First, if you can fix func (are allowed to modify its source), then fix it. If its computations can be done with pointers, then do them with pointers and return pointers. Sometimes, there are valid reasons to work with addresses as integers (e.g., dealing with alignment issues in special code). In that case, change func to use the intptr_t type (defined in stdint.h). The intptr_t type is designed for treating pointers as integers when necessary. Preferably, func should convert the intptr_t to a pointer when returning it, so the return type of func would be a pointer (to something, perhaps pointer-to-some_struct, perhaps pointer-to-void).

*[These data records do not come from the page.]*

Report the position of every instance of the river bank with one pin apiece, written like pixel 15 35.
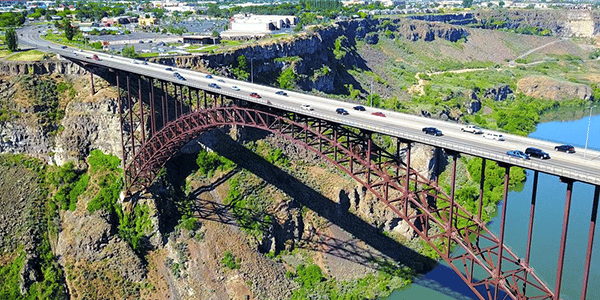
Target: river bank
pixel 439 284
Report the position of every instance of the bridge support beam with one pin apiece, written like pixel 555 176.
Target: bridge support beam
pixel 502 227
pixel 141 104
pixel 451 223
pixel 588 256
pixel 407 183
pixel 563 239
pixel 92 80
pixel 530 230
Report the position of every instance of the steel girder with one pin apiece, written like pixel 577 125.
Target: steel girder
pixel 460 238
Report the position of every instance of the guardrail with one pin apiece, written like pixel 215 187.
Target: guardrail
pixel 566 172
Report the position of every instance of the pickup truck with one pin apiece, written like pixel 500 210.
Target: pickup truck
pixel 472 129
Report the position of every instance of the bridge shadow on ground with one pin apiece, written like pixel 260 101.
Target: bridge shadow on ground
pixel 446 281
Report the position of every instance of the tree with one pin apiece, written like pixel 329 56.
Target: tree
pixel 129 52
pixel 11 39
pixel 69 30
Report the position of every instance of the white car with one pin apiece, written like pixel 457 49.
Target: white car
pixel 493 136
pixel 307 107
pixel 472 129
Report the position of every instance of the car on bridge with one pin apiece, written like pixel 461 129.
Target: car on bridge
pixel 565 148
pixel 535 152
pixel 432 131
pixel 517 154
pixel 493 136
pixel 472 129
pixel 341 111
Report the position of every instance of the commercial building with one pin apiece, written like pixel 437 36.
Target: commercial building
pixel 248 23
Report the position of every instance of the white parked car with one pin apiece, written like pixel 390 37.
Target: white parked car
pixel 493 136
pixel 306 107
pixel 472 129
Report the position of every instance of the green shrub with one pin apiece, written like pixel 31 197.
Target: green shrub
pixel 230 261
pixel 287 79
pixel 209 162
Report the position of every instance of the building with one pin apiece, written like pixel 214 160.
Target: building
pixel 201 39
pixel 146 21
pixel 260 23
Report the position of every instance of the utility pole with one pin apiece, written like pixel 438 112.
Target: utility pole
pixel 371 93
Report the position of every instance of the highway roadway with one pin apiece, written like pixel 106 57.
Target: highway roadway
pixel 404 126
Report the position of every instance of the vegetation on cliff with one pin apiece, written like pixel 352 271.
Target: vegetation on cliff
pixel 33 255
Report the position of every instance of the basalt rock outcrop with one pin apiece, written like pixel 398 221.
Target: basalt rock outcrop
pixel 549 88
pixel 566 23
pixel 315 50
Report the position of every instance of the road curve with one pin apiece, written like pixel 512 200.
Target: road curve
pixel 404 126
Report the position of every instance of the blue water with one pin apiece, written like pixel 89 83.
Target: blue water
pixel 441 283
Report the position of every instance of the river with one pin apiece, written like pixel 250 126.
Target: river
pixel 441 283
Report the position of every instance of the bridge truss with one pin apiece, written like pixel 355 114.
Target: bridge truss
pixel 158 118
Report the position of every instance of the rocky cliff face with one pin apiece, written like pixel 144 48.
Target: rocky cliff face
pixel 315 50
pixel 87 126
pixel 567 23
pixel 549 88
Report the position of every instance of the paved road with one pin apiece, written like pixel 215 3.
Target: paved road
pixel 396 124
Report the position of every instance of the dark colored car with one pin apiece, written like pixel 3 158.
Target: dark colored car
pixel 432 131
pixel 565 148
pixel 341 111
pixel 517 154
pixel 535 152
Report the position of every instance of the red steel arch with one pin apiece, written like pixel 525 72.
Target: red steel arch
pixel 474 252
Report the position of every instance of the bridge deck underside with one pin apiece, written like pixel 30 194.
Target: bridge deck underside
pixel 157 119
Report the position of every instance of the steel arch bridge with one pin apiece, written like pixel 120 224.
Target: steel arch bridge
pixel 159 117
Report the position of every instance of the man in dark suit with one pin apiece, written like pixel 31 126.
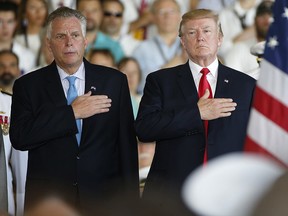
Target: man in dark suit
pixel 104 161
pixel 172 113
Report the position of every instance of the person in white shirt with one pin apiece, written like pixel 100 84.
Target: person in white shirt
pixel 16 162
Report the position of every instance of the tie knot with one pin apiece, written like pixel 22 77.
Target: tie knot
pixel 204 71
pixel 71 80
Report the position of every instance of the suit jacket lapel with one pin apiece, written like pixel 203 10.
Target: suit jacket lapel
pixel 54 85
pixel 186 83
pixel 92 79
pixel 223 84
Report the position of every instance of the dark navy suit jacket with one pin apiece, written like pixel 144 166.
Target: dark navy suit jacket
pixel 169 115
pixel 106 160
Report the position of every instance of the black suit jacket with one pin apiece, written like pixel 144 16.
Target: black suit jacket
pixel 169 115
pixel 42 122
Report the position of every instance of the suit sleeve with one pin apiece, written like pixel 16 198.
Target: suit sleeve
pixel 162 117
pixel 35 120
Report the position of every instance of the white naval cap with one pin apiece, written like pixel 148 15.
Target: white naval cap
pixel 258 48
pixel 230 185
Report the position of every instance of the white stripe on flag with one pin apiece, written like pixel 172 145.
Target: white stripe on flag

If you cannot fix func, then you can use casts to tell the compiler that you intend to do the conversions that are being performed. However, this particular error message is telling you that you are not merely converting an integer to a pointer, but that you are converting an integer of one size (e.g., four bytes) to a pointer of another size (e.g., eight bytes). It is likely this code was originally written for a system where the integer type of func was the same size as the pointer type, but you are now compiling on a system where the pointer type is larger, but the size of the integer type is unchanged.
In that case, you must ensure that the computation performed by func works in the new architecture. If it is returning only a 32-bit value, will that always hold the correct value. That is, nothing will be lost by the missing high 32 bits? No address that func should calculate ever exceeds the maximum value of the integer type it uses? If func is using signed integer types, consider the sign bit too.
If you have ensured that the value returned by func is correct, then you can use explicit casts, such as:
some_struct *ptr = (some_struct *) (intptr_t) func();.